I must not buy so many books. I must not buy so many books. I must not buy so many books. I tell myself this every day, but it doesn’t seem to work.

See:

Some mainstream fiction. Strangers and Brothers, CP Snow, the second book of the series of the same name (although the first written). I read the first, Time of Hope, a couple of weeks ago and enjoyed it. Fielding Gray, Simon Raven, the first book of his Alms for Oblivion series, which I was told is similar to Snow’s. The Boat of Fate, an historical novel by Keith Roberts, an excellent sf writer best-known for SF Masterwork Pavane. The Rings Of Saturn, WG Sebald, a writer I admire much. My Dirty Little Book of Stolen Time, Liz Jensen – a charity shop find, which I picked up because I enjoyed her The Rapture (my review here). And Underworld, also a charity shop find, because I’ve been meaning to read some Don DeLillo for ages.

Some science fiction: Stained-Glass World, Ken Bulmer, a British sf writer of the 1960s and 1970s. A bit of a hack, by all accounts, but we’ll see. JG Ballard’s The Complete Short Stories: Volume 1, Engineering Infinity, Arslan, and More What If? I’m looking forward to reading. The last one was a charity shop find, the other three were birthday presents.

Some first editions. The Universe of Things is for the Gwyneth Jones collection. Down to the Bone is the last of Justina Robson’s Quantum Gravity series. Back of Town Blues is for the DG Compton collection. Heat of Fusion and Other Stories, John M Ford, because he is apparently a writer of excellent sf short fiction.

A bit of a mix. Modern Fantasy: The Hundred Best Novels, David Pringle, which is sort of not the companion volume to Pringle’s Science Fiction: The 100 Best Novels, because the actual real companion volume to that is Fantasy: The 100 Best Books by Michael Moorcock and James Cawthorn (which I also own).
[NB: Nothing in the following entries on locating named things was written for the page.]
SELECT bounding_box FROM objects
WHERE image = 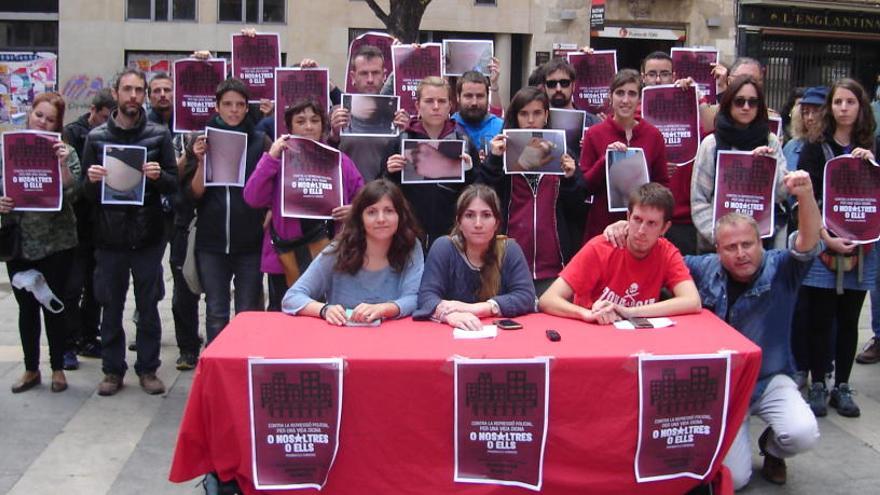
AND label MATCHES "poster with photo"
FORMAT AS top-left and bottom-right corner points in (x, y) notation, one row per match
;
(391, 43), (443, 115)
(443, 40), (495, 76)
(635, 353), (730, 483)
(232, 33), (281, 104)
(281, 137), (343, 220)
(248, 358), (344, 490)
(605, 148), (651, 212)
(503, 129), (566, 175)
(0, 131), (61, 211)
(400, 139), (465, 184)
(101, 144), (147, 206)
(342, 93), (400, 136)
(173, 58), (226, 132)
(712, 151), (776, 238)
(568, 50), (617, 114)
(204, 127), (247, 187)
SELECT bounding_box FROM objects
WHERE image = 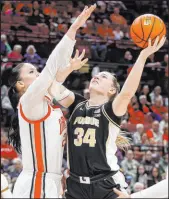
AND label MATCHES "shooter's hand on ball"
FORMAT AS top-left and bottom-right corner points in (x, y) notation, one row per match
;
(141, 36), (166, 59)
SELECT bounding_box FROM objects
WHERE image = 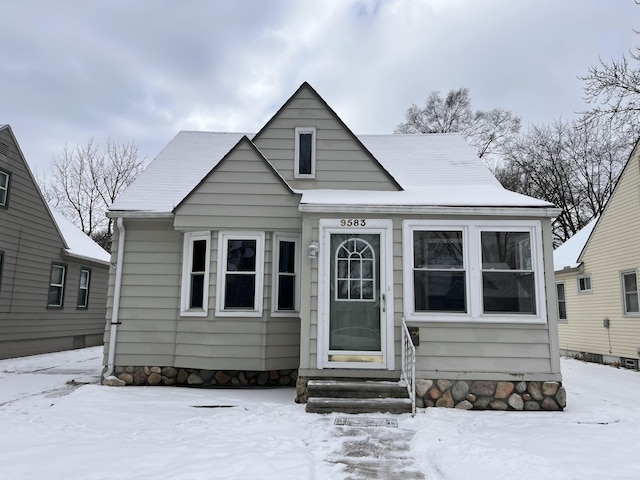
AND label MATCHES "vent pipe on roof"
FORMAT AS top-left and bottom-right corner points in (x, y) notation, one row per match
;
(102, 217), (125, 385)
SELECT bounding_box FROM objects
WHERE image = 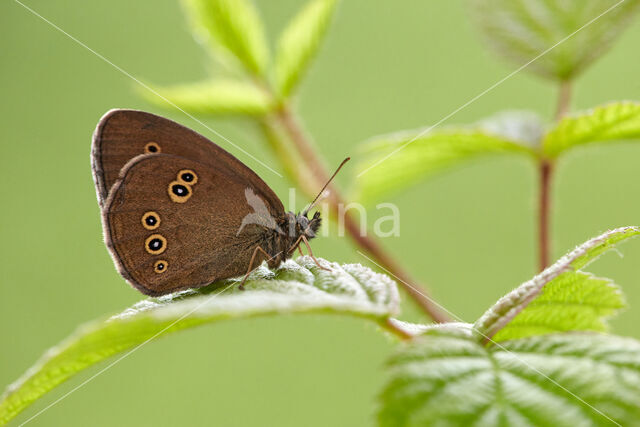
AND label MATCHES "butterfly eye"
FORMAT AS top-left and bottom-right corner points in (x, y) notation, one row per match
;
(177, 169), (198, 185)
(142, 211), (160, 230)
(168, 181), (191, 203)
(144, 234), (167, 255)
(144, 141), (162, 154)
(153, 259), (169, 273)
Red Plenty, BSFA Award-shortlisted non-fiction/fiction, which many folk have told me I will like (I was going to wait for the paperback, but what the hell). And Cigar-Box Faust and Other Miniatures, a signed and numbered limited edition chapbook of Michael Swanwick short stories.

Three space books. Seven into Space, kindly donated to the Space Books collection by Adam Roberts. The Space Station and Island in the Sky were both bargains from eBay.

Finally, a pair of coffee-table books. Spomenik, Jan Kempenaers, is the book of his photographic exhibition. The title refers to WWII monuments in the former Yugoslavia. Many have been destroyed, or left to fall into ruin, but Kempenaers’ book contains photos of twenty-two of the best-preserved ones. Strange, but quite beautiful, stuff. CCCP: Cosmic Communist Constructions Photographed, Frédéric Chaubin, is a ginormous book of photographs of many gloriously modernist buildings from the former USSR. Also strange, but quite beautiful, stuff.